Combining data files: coverage combine

Often test suites are run under different conditions, for example, with different versions of Python, or dependencies, or on different operating systems. In these cases, you can collect coverage data for each test run, and then combine all the separate data files into one combined file for reporting.

The combine command reads a number of separate data files, matches the data by source file name, and writes a combined data file with all of the data.

Coverage normally writes data to a filed named ".coverage". The run --parallel-mode switch (or [run] parallel=True configuration option) tells coverage to expand the file name to include machine name, process id, and a random number so that every data file is distinct:

.coverage.Neds-MacBook-Pro.local.88335.316857
.coverage.Geometer.8044.799674

You can also define a new data file name with the [run] data_file option.

Once you have created a number of these files, you can copy them all to a single directory, and use the combine command to combine them into one .coverage data file:

$ coverage combine

You can also name directories or files to be combined on the command line:

$ coverage combine data1.dat windows_data_files/

Coverage.py will collect the data from those places and combine them. The current directory isn’t searched if you use command-line arguments. If you also want data from the current directory, name it explicitly on the command line.
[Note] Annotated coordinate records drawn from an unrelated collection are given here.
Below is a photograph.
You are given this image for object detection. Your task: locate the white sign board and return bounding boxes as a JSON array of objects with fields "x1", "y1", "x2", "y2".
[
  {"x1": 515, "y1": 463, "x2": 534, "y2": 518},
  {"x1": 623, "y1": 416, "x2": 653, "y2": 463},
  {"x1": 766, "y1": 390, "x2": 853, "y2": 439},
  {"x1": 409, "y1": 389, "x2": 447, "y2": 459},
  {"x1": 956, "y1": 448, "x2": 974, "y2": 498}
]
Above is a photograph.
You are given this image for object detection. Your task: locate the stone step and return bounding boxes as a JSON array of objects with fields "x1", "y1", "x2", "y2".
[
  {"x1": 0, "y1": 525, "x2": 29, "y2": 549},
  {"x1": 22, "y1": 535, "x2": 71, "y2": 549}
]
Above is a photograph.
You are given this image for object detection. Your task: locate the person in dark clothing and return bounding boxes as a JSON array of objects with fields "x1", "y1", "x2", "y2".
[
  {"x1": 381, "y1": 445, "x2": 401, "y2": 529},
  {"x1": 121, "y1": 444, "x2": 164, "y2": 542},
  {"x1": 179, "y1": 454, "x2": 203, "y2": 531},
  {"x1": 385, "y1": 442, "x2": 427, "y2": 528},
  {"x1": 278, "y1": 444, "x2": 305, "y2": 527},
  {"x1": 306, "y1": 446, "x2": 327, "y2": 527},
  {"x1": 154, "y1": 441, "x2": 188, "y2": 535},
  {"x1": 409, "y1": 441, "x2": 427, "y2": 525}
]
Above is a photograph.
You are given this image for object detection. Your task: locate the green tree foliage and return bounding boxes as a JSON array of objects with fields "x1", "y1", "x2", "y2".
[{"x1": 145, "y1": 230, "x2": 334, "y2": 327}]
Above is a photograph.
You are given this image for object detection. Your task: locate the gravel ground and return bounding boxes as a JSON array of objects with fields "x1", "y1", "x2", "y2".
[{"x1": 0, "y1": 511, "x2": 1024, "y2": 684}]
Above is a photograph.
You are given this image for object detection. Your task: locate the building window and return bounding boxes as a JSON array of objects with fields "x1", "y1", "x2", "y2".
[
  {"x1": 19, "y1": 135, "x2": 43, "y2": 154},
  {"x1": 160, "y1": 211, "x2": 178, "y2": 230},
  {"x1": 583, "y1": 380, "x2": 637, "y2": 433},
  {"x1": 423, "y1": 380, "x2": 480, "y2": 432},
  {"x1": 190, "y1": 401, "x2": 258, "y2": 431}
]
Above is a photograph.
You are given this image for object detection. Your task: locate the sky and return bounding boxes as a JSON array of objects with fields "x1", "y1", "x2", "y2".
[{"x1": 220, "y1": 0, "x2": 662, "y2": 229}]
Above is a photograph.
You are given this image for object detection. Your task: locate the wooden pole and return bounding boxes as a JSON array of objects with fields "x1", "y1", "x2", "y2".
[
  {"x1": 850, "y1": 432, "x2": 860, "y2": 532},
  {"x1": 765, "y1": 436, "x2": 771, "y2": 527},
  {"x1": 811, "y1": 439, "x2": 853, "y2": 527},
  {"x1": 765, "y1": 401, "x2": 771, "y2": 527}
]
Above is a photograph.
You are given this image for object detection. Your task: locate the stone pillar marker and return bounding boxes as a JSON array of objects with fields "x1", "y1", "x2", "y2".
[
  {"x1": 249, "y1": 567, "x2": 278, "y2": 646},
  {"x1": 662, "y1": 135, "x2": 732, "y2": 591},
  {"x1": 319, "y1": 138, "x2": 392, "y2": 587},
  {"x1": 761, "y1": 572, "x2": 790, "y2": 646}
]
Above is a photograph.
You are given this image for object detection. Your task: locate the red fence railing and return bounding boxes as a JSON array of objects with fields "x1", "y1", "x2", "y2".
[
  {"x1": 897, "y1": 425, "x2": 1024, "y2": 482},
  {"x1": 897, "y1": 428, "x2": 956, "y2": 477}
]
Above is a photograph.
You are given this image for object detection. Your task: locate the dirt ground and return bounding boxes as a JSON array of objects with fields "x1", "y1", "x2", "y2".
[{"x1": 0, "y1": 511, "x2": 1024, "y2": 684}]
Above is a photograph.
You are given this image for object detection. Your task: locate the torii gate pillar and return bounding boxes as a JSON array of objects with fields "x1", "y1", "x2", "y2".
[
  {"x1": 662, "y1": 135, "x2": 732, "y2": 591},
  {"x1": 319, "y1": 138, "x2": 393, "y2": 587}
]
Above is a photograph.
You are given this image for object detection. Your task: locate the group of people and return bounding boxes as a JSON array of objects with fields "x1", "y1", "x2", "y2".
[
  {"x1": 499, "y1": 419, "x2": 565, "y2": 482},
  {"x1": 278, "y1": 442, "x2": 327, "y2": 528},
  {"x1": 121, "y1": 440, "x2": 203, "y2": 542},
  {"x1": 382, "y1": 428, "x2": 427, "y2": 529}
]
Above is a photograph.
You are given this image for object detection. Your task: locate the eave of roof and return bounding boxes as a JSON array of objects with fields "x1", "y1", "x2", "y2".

When coverage.py combines data files, it looks for files named the same as the data file (defaulting to ".coverage"), with a dotted suffix. Here are some examples of data files that can be combined:

.coverage.machine1
.coverage.20120807T212300
.coverage.last_good_run.ok

An existing combined data file is ignored and re-written. If you want to use combine to accumulate results into the .coverage data file over a number of runs, use the --append switch on the combine command. This behavior was the default before version 4.2.

If any of the data files can’t be read, coverage.py will print a warning indicating the file and the problem.

The original input data files are deleted once they’ve been combined. If you want to keep those files, use the --keep command-line option.

$ coverage combine --help
Usage: coverage combine [options] <path1> <path2> ... <pathN>
Combine data from multiple coverage files. The combined results are written to
a single file representing the union of the data. The positional arguments are
data files or directories containing data files. If no paths are provided,
data files in the default data file's directory are combined.
Options:
 -a, --append Append data to the data file. Otherwise it starts
 clean each time.
 --data-file=DATAFILE Base name of the data files to operate on. Defaults to
 '.coverage'. [env: COVERAGE_FILE]
 --keep Keep original coverage files, otherwise they are
 deleted.
 -q, --quiet Don't print messages about what is happening.
 --debug=OPTS Debug options, separated by commas. [env:
 COVERAGE_DEBUG]
 -h, --help Get help on this command.
 --rcfile=RCFILE Specify configuration file. By default '.coveragerc',
 'setup.cfg', 'tox.ini', and 'pyproject.toml' are
 tried. [env: COVERAGE_RCFILE]

Re-mapping paths

To combine data for a source file, coverage has to find its data in each of the data files. Different test runs may run the same source file from different locations. For example, different operating systems will use different paths for the same file, or perhaps each Python version is run from a different subdirectory. Coverage needs to know that different file paths are actually the same source file for reporting purposes.

You can tell coverage.py how different source locations relate with a [paths] section in your configuration file (see [paths]). It might be more convenient to use the [run] relative_files setting to store relative file paths (see relative_files).

If data isn’t combining properly, you can see details about the inner workings with --debug=pathmap.